I met her over 40 years ago when she was an energetic idealist with a call to dress the wounds, cure the sickness, and hold the hands of the dying among Lima’s poor.

Today, in her 80s and with health concerns of her own, she is an energetic idealist who still can’t seem to do enough to answer that call.

She runs a small hospital tucked away in a mountainside that was once the city dump.

She has attracted a community of nurses and doctors who refuse care to no one, birthing their babies, mending their limbs and removing their tumors.

Each day, hundreds line up for their meds for everything from HIV-AIDS to diarrhea, both common and chronic in neighborhoods like hers.

Catching her one evening at the end of another 12-hour day, I asked her what kept her going. I expected to hear about the personal reward of saving countless lives and helping those who had nowhere else to turn.

I got the story of Vilma instead.

Vilma was 17 — thin, cute and penniless like many her age in the barrio. Her health was average for the deficient nutrition and crowded conditions of her home.
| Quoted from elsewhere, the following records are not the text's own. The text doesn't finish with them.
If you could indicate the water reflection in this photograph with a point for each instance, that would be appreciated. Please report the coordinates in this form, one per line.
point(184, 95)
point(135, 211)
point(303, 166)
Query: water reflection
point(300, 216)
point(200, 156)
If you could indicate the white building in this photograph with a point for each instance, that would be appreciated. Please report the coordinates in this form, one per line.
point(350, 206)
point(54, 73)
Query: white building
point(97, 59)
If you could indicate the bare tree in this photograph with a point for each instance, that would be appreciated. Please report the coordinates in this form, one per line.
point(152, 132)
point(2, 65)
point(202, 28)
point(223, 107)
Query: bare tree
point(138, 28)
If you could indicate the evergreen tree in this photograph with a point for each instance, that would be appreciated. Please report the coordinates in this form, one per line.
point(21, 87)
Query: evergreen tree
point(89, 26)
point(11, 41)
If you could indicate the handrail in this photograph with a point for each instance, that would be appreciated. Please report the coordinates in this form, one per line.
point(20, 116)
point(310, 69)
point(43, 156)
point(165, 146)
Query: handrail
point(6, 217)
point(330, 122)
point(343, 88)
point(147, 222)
Her brother got tuberculosis, not the consumption that sent the wealthy to sanitaria a century ago or posed the tragedy in Victorian novels, but the kind that plagues the poor — the mycobacteria that feast in humble homes, infecting one member of the family after another, leaving a path of night sweats, weight loss, and bloody coughs.

Vilma got it. She started a regimen of free medication.
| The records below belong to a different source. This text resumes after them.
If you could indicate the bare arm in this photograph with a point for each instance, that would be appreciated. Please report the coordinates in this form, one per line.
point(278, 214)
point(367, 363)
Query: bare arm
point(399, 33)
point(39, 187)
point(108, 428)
Then she saw a dress in a store. She had to have it for her 18th birthday and pursued it with the singular passion of someone who never had anything new.

She worked long hours at a bakery to put aside a little for the prize. She didn’t have time for meds and in the euphoria of her quest, she felt fine.

She sloughed off the fatigue and didn’t notice her hanging clothes. She bought that dress, but at 18, she was buried in it.

My friend confesses that she doesn’t understand how anyone, no matter how poor, could risk her life for something like that. Still, it is the lost like Vilma, and not the saved, that get her out of bed.